We tell it our students all the time: prayer is a conversation with God.
So why do we do such a lousy job of modeling those conversations at times?
First of all, a summary is not a prayer. If you want to close off your talk with prayer, that’s awesome. Seriously, I’m all for that since it can create a moment of deep connection with God where teens can make life-altering decisions.
But it had better be an actual prayer, a conversation with God, and not a summary of your talk disguised as prayer. If you don’t know what I mean, it goes something like this:
“Dear God, thank you for teaching us today that you bless those who love and keep your law. As we saw in Psalm 1, we need to delight in your word and meditate on it day and night. And if we do that, we will become like trees planted by streams of water…”
And so on and so forth. That’s not a prayer, that’s a summary of the talk you just gave. Because you wouldn’t talk like that in a ‘real’ conversation, would you? God was present during your talk; there’s no need for a recap. Praying like this completely counters our teachings to teens that prayer is a conversation, that it’s relational.

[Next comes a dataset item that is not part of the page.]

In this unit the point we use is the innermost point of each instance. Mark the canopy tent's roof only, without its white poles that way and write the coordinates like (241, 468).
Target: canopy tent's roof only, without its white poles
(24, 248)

Here’s another example of a supposed prayer that’s really something else:
“I want you all to close your eyes. Let’s pray. God, thank you for bringing us here today. We want to respond to your call to bring our burdens to the cross. If there’s anyone here right now who wants to lay his or her burdens at the cross, come forward now. There are volunteers here who are happy to pray with you.”
Again, that’s not a prayer, that’s an altar call. Don’t get me wrong: there’s nothing wrong with doing an altar call, on the contrary, and I get that you want to start an altar call with prayer. I also understand that it can be best if everyone closes their eyes, but…we need to be careful in what we ‘label’ or announce as prayer.
If we teach that prayer is talking to God, then that’s what we need to model. We need to show that relational conversation and not a summary, or a call to action to our listeners. Both have their place and function, but don’t present them as prayer.
Maybe you’re wondering if this isn’t a bit strict and why it matters so much. Sure, in the bigger scheme of things this is not a big deal. It’s not like it’s an actual sin 🙂 It matters because many students struggle with incorporating prayer into their daily lives. Modeling showy, formal, and awkward prayers set a bad example to them of what prayer could look like.
Can you think of any other examples of ‘false’ prayer? Or do you not see a problem with this at all?